久しぶりのオフ6

 デートの翌日、学校に行くと、真っ先に灯が声をかけてくる。


「美香ちゃんとのデートどうだった?」


「えっ、あぁ……」


 俺は何も言えなかった。


 なんだか恥ずかしい。


 戸惑っている俺の背後から、慧、貴もやってきた。


「何? 何? デート?」


 やけに食いつく貴。


「うるせーな、もう」


 俺はその話題を切りたかった。


 恥ずかしすぎる。


「照れてるのかぁ」


 慧がクスクスと笑っている。


「慧まで!」


 俺は、ここまでデートのことでイジられるとは、思ってもいなかった。


「そうそう、一度、達也のお見舞い行こうぜ」


 灯がようやく話題を変えた。


 俺はちょっとホッとした。


 ずっとデートの話題を振られていたら、それこそ、ドキドキ感が増してしまう。


 今でも動揺して鼓動が速くなっているのに。


「美香ちゃんにも声かけてね。

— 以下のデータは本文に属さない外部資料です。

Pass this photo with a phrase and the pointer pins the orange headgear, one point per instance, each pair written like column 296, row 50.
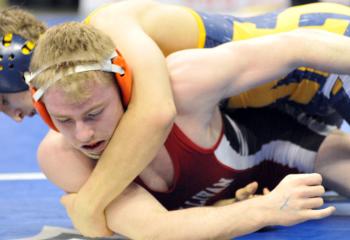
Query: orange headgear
column 115, row 63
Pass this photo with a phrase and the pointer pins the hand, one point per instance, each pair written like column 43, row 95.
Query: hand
column 296, row 199
column 89, row 224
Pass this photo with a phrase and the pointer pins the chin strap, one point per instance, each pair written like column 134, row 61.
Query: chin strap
column 106, row 66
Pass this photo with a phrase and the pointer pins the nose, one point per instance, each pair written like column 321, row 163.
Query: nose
column 15, row 114
column 83, row 132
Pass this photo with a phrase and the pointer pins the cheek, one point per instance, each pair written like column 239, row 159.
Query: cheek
column 111, row 120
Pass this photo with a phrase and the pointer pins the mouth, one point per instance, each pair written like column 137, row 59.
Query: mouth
column 32, row 113
column 96, row 147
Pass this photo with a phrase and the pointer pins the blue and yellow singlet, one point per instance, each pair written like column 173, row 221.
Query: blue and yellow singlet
column 316, row 92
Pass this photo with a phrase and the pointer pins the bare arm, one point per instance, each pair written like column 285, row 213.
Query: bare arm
column 136, row 214
column 148, row 119
column 132, row 212
column 63, row 165
column 210, row 75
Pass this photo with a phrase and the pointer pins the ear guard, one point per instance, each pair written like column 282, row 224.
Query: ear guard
column 15, row 55
column 115, row 63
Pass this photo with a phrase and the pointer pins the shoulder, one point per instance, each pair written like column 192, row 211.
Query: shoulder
column 124, row 9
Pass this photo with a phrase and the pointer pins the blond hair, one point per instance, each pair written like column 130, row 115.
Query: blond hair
column 17, row 21
column 65, row 46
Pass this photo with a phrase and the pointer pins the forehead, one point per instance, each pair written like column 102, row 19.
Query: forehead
column 61, row 101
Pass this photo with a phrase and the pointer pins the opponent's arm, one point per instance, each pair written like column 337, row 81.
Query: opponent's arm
column 235, row 67
column 291, row 202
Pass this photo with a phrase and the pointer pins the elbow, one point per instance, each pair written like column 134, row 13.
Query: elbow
column 161, row 116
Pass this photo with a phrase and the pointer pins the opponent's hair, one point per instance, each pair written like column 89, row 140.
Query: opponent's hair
column 65, row 46
column 18, row 21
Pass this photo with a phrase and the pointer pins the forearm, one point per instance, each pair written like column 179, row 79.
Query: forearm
column 125, row 158
column 214, row 222
column 197, row 223
column 322, row 50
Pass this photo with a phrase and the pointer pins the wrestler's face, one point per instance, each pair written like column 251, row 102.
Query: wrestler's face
column 87, row 124
column 17, row 105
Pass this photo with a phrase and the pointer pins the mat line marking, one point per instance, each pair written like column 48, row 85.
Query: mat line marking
column 22, row 176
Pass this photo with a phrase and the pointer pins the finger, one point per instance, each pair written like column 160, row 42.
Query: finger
column 64, row 200
column 319, row 213
column 310, row 179
column 252, row 187
column 312, row 191
column 312, row 203
column 266, row 191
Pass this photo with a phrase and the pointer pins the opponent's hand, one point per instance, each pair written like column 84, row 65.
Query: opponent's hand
column 297, row 198
column 88, row 223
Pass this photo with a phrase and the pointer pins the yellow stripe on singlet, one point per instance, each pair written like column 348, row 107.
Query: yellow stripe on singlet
column 201, row 28
column 289, row 19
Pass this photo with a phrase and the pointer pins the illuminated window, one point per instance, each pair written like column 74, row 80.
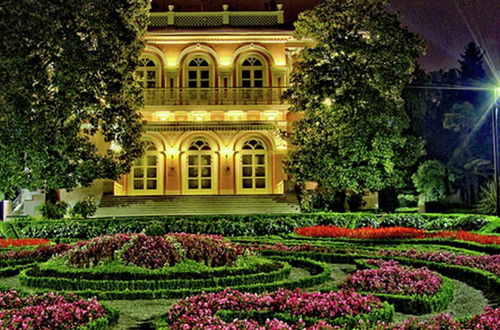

樹」


「お、俺?」


 慧に言われて、俺は何故か焦ってしまった。


「慧が言えば言いだろうに」


 俺は抗議するが、慧はニヤニヤしている。


「だって、美香ちゃんと仲がいいのは、樹だし、お二人の仲を邪魔しちゃ悪いしな」


 慧は何を言っているんだ。


「待て、待て、俺、美香と付き合ってねぇって」


 俺は補足するが、慧だけでなく灯と貴もニヤッとしている。


「気が付いていないのは、2人だけか」


 と言ったのは、貴。


「えっ? それどういう意味?」


 俺は質問するが、その質問には答えない。


「まぁ、そのうち、気づくだろう」


 灯はそう言って、手を振る。


 灯と貴はクラスが違うため、授業中はバラバラだ。


 灯と貴はそれぞれのクラスへと向かった。


 俺と慧、美香は同じクラスなので、バスケの連絡などやりやすい。


 教室に入ると、美香が来ていた。


「おはよう、樹」


「お、おう……」


 美香に挨拶され、俺は素直におはようと言えずに空返事になってしまった。


 俺は深呼吸をして落ち着けてから、美香に達也のお見舞いに行くことを話す。


「そうだね、お見舞い行こう」


 美香はにっこりと笑った。


 美香の笑顔に、俺はドキッとしてしまう。


 これはどういうことだろう。


 美香は不思議そうに俺を見てくる。


 じーっと見られては、余計にドキドキする。


 俺は美香と目を合わせることができなかった。


「何、恥ずかしがってるの?」


 美香は、そんな俺の気持ちを理解しているのか、していないのか、何か疑うような目で見てくる。


「ってか、そんなにジロジロ見るなって」


 俺は、わざと窓を見た。


 顔が熱い。今見られたらまずい。


 ちょうどその時、チャイムがなる。


「授業が始まる。樹、ちゃんと勉強しなよ?」


 美香に言われて、俺は教科書を取り出しながら、手を振る。


 今は、授業の時間になって良かった。


 それにしてもこのドキドキ感はなんだろう。